Green Party launches ‘Just Transition’ plan to prevent Midlands becoming Ireland’s rust belt
May 31st, 2017
The Green Party has warned the government that the Midlands could become Ireland’s rust belt unless a comprehensive economic plan is put in place to deal with the decline in fossil fuel employment in the area.
The stark warning came as the Green Party launched their ‘Just Transition’ motion.
Just Transition aims to mitigate negative economic effects for former fossil-fuel workers after the closure of peat-fired power plants.
The plan proposes that funding currently used to sustain peat-fired power plants be diverted and spent on retooling existing plant infrastructure and retraining workers.

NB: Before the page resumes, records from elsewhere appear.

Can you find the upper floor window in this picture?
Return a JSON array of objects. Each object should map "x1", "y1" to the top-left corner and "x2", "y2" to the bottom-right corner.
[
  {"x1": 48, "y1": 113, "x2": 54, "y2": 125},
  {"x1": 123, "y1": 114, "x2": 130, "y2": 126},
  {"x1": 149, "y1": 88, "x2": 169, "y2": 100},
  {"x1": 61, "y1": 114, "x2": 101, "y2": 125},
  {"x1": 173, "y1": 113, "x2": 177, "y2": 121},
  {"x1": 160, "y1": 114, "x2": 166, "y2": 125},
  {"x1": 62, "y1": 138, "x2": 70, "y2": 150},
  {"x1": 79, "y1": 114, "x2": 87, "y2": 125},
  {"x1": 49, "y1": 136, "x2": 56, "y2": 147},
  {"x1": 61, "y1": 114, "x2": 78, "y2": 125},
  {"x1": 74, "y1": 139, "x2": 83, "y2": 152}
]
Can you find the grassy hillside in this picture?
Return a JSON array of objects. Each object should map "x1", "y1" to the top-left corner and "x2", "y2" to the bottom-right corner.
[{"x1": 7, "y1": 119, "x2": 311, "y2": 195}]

Funds should also support job transition, peatland restoration and social protection for those who may lose their jobs in fossil fuel related industries, the motion states.
Bord na Mona announced earlier this month that 70 staff are set to lose their jobs due to the closure of a briquette plant in Littleton, Co Tipperary.
Among the opportunities identified in the plan are training and grants in retrofitting homes which could create 5,000 jobs.
The fossil fuel industry across the globe is “living on borrowed time”, Green Party Leader Eamon Ryan TD said, increasingly dependent on government subsidies.”
However, he said that communities who rely on fossil fuel related employment must not be forgotten about as Ireland transitions to a low-carbon economy.
The plan also calls on Government to sit down with trade unions, businesses and communities and plan a long-term sustainable transition.
A report commissioned by IMPACT trade union was released yesterday calling on the Government to put policy in place to offset any potential negative impact on employment from decarbonisation.
The report also asked the Government to ensure a fair distribution of the benefits of low-carbon climate change policies to communities all across Ireland.
According to IMPACT Deputy General Secretary Kevin Callinan, such policy moves will help allay the fears of those working in fossil fuel industries, and communities with low-carbon and other green infrastructure in place.
“We need a greater focus on the social and jobs dimensions of low-carbon development to facilitate a just transition that recognises and addresses the genuine fears of workers dependent on high-carbon technologies,” Mr Callinan added.